My Second Retirement
- Ken Byalin
- 2 hours ago
- 2 min read

It’s only now – in my second “retirement” – that I am actually stepping back, and that is taking much more getting used to than I’d expected. This is a real shift.
My old sociology teacher, Alan Blum, wrote an article years ago about social problems. I was a social worker getting a doctorate in sociology, so this was a paper that spoke to me. “What is a social problem?” Alan asked. He answered that a social problem was something that somebody had better do something about. That was me – as a social worker and later as a Zen Peacemaker – the person who would do something about whatever it was that needed doing about.
And now it’s not me. I’m not the person who going to do the doing. I’m retired. How do I feel about that? Guilty. Bernie always said that Zen teachers don’t retire, but I’m a retired Zen teacher. I’m a retired peacemaker. That seems to be my koan. And it ain’t an easy one. Not for me anyway.
What does it mean to be retired? I’m thinking about the word. Twenty-five years ago, I took an early retirement option. Now I retire early. I’m usually asleep by about 10:30. Now, that’s early retirement. I’m stepping back. I’m happy to attend a meeting, if invited, to brainstorm what might be done about a problem, but I’m not taking on the work. I’m tired. Sometimes, I nap in the afternoon, tired again even after a good night’s sleep. That’s retired.
I need to pace myself. Even three years ago, when I “retired” for the second time, when I really got into walking, I was averaging over 10,000 steps a day. These days, 10,000 steps is a lot. And I’m walking more slowly. My heroes on the boardwalk are not the athletes zooming by but the old guys plodding, one-foot-other-foot, as they push their walkers.
I am respecting my body, even as I stay in motion, and I feel guilty: shouldn’t I be doing more? I know there’s a quick way to alleviate the guilt: Push myself to do something about some social problem. Stop leaving the problems to the younger people. Why should the young people have to deal with our environmental mess? On and on, it goes.
So, what do I do with my koan? I sit with it. I feel the frustration and the guilt of not being the same person I was twenty years ago or five or even yesterday. And I feel the joy of not being that same person either. It’s wonderful to have this new experience. I don’t even want the guilt to go away. The guilt is part of appreciating this new experience, this retirement.

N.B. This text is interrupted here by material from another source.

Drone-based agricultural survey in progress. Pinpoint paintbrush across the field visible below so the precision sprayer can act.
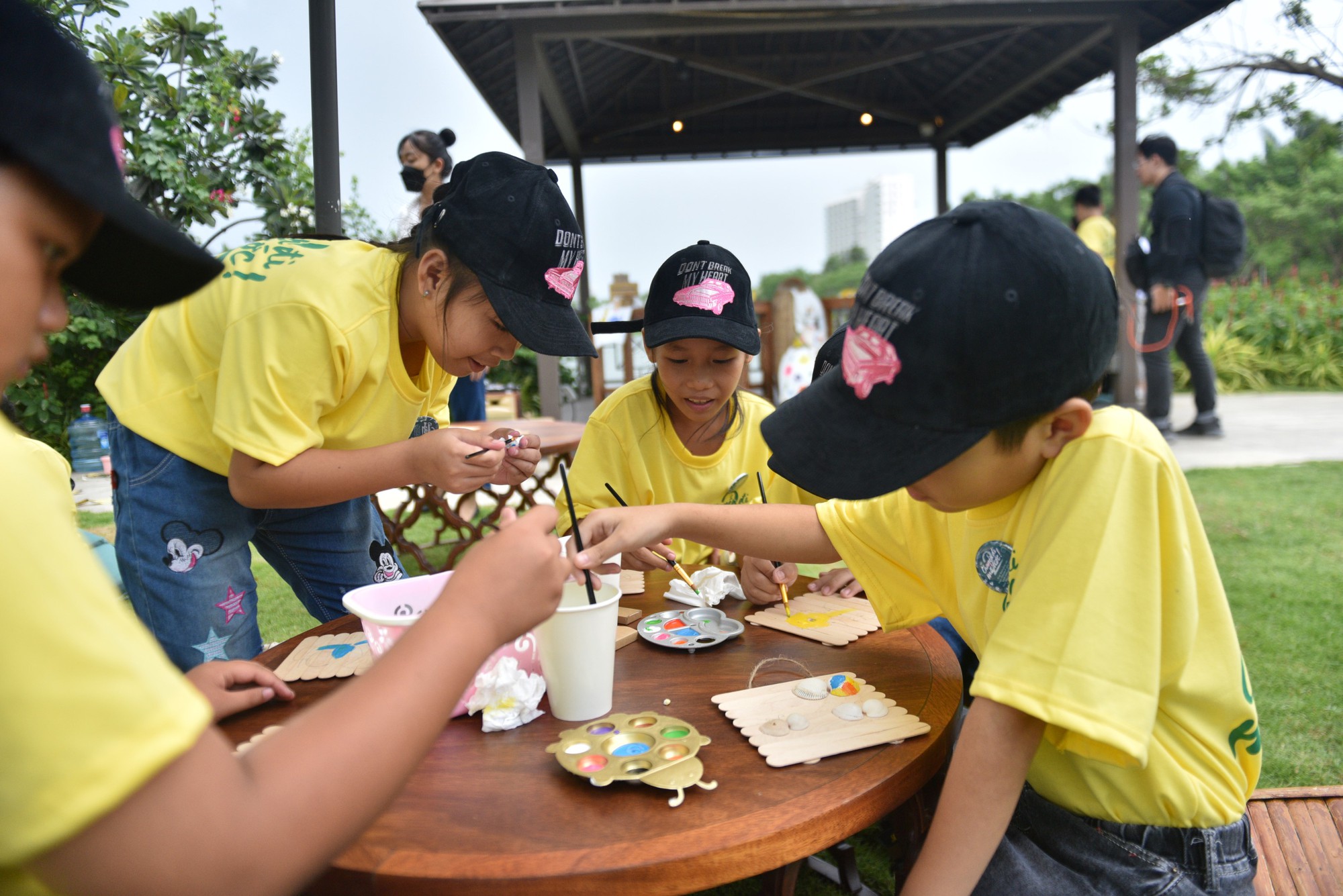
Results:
[756,469,792,615]
[560,460,596,605]
[604,483,700,597]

My mother used to say, “You get old or you die.” I will get to the dying soon enough, although I’m in no hurry. I think about that old Chinese Zen teacher, Chao Chou, one of my heroes, who taught until he was 120. I like being an old teacher. Retired doesn’t mean “stopped teaching.” It means walking slower, going to bed earlier, leaving some things to the younger people, and teaching. And I love it. And I feel guilty. A hell of koan.